Found some time to put in a first impression review after having playing about 10 matches last night before getting so good, that no worthy rivals can be found for me anymore.
I played Eithne Trapper, then Francesca Spellcaster (with Johnny and Sarah) both worked quite fine, although I think I won most times because opponent misplayed in the new ruleset.
Looks:
- I don't care about it that much. Looks nice and all, but as expected it really bogs down my laptop. Maybe on Sunday if I get to my somewhat stronger, but still outdated desktop, I'll see if it'll go better (assuming I get past matchmaking), but I'm not very hopeful.
- UI feels unintuitive first, but it became none-issue for me after first couple matches.
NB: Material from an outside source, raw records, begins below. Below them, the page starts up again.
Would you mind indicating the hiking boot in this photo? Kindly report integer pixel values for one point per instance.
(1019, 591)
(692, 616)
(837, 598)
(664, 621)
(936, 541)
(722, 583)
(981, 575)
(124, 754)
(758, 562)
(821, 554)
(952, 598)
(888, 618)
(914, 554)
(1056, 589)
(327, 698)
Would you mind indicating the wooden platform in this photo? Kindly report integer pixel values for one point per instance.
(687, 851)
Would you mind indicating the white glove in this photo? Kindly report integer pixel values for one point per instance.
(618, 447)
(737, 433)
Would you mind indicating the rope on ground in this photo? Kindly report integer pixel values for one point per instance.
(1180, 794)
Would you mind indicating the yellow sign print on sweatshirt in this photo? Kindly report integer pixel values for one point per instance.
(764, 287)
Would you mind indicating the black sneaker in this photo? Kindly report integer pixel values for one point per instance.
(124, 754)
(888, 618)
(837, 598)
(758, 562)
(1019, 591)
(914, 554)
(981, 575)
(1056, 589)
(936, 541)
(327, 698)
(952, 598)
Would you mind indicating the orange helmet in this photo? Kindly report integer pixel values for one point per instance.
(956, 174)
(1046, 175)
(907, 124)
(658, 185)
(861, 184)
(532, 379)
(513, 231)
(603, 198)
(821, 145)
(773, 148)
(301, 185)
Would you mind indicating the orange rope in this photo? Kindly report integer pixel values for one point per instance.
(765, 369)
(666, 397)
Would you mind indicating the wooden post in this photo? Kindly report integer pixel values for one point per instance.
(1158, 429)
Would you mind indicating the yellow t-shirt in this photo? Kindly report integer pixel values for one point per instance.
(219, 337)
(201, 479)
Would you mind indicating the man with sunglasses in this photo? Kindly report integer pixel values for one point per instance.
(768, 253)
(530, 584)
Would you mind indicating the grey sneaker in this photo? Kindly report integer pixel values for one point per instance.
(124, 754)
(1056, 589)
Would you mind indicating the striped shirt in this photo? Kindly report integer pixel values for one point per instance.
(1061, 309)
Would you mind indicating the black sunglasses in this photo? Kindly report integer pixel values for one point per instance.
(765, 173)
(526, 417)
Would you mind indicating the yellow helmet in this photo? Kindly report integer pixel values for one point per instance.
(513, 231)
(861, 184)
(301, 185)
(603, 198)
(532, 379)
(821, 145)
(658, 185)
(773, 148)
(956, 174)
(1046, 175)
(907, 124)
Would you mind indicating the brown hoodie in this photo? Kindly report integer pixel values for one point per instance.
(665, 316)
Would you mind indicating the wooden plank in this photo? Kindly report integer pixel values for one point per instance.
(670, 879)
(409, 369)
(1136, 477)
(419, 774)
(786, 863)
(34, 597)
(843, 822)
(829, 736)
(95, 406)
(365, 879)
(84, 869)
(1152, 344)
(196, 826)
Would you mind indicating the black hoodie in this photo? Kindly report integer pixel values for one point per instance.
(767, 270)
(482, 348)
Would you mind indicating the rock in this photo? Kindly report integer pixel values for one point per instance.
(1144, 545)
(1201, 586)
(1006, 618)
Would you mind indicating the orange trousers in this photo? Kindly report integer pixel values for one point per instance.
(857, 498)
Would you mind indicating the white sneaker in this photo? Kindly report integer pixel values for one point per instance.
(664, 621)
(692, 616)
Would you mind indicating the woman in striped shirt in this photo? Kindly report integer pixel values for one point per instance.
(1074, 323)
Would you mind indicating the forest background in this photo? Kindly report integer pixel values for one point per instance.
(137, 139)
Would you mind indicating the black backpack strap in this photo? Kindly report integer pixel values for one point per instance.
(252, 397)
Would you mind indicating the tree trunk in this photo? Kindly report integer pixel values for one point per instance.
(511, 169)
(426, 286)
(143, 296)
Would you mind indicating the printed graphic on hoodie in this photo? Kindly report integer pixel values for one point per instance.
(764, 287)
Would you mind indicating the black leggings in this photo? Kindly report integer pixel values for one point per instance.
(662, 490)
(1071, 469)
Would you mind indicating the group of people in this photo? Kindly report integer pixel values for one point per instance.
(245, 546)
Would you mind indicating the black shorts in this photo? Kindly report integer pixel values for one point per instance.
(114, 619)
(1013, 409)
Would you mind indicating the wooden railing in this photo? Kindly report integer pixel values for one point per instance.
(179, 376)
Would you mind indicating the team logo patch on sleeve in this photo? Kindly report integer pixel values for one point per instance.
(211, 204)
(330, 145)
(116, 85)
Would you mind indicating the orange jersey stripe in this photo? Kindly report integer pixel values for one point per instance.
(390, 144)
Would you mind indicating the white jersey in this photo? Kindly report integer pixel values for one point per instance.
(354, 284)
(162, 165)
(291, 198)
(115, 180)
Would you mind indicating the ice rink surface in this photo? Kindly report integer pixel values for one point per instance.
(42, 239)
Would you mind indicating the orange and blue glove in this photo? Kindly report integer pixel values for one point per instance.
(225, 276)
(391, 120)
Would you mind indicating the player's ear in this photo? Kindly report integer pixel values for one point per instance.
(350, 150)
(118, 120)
Same goes for "I have to push end turn now" concern everybody seems to have: it takes literally 0.5 secs once you get used to the fact you have to do it.
Gameplay:
- Coinflip fixes took effect, so it's not horrible now to go first with Tactical Advantage, +1 mulligan, hand limit and Order. I cannot tell so far whether it's maybe bit too much, too little or just right, but an advantage (if there's any) for either player is far less obvious. Dry-passing still is a thing in 2nd round though, and I'm wondering whether it isn't the smartest play possible to give opponent 1st round after 3 turns, where he's then forced to play to not lose CA, but without Tactical Advantage to balance.
- I actually welcome less consistency with 2 bronzes and less tutors, so not every match plays out exactly the same and basically decided at the moment we get our opening hand (we pretty much only played matches to the end because we didn't know what the opponent holds or hoped that he'll misplay). It's also very nice that decks don't revolve around playing the same frickin bronze card over and over again. I like the idea that you have to divide your mulligans between rounds, but still some leaders having only 1-2 mulligans
for the whole match is maybe a bit too much decrease in consistency.
- New base mechanics (order, artifacts, leaders being more distinct than just "cards you have every match") makes the actual gameplay interesting as there seems to be more thinking ahead than just pick the next card in your playbook to play. It may be just the novelty though.
- As an "I always build my own decks" guy I find provision system more interesting and less restrictive than what we had before (also easier to balance). Even if it was a bit confusing to start.
- My single biggest concern is the individual abilities that really feel bland and uninteresting (most of them are just boosts and damages). While factions have unique mechanics, still they all feel more the same because of that. That alone makes a long way to counter the more interesting base mechanics during matches and despite the potential the provisioning system holds it made the deck building (my favorite thing in Gwent this far) actually a worse experience for me than what we had before. Maybe there are some less obvious, subtle synergies, that I didn't discover so far (so maybe finding combos is just not as simple anymore as searching for a keyword), but to be honest I'm skeptical about this so far.
- It also seems we have more uncontrolled randomness (Reveal and such) though I stayed clear from it so far, so I can't really judge.
While Homecoming fixed a lot of core issues, so far I'm a bit uncomfortable with it, but I'll definitely keep playing after release to see how it feels.
I'm also optimistic because my main concern is about the individual card abilities which can be easily changed later on (honestly it feels a bit to me like they just didn't have enough time to come up with some more interesting ideas).
Also I would be really happy if they would extend PTR a bit , so I can put in some more matches, before PTR ends, but matchmaking bug makes this impossible (also I'm quite busy this weekend).
Also a bug I found: Hattori's text says Order, but it really seems to be Deploy in effect.
Also Roach and cards like that seem really OP, both in thinning and tempo (and too cheap in Recruit costs to that).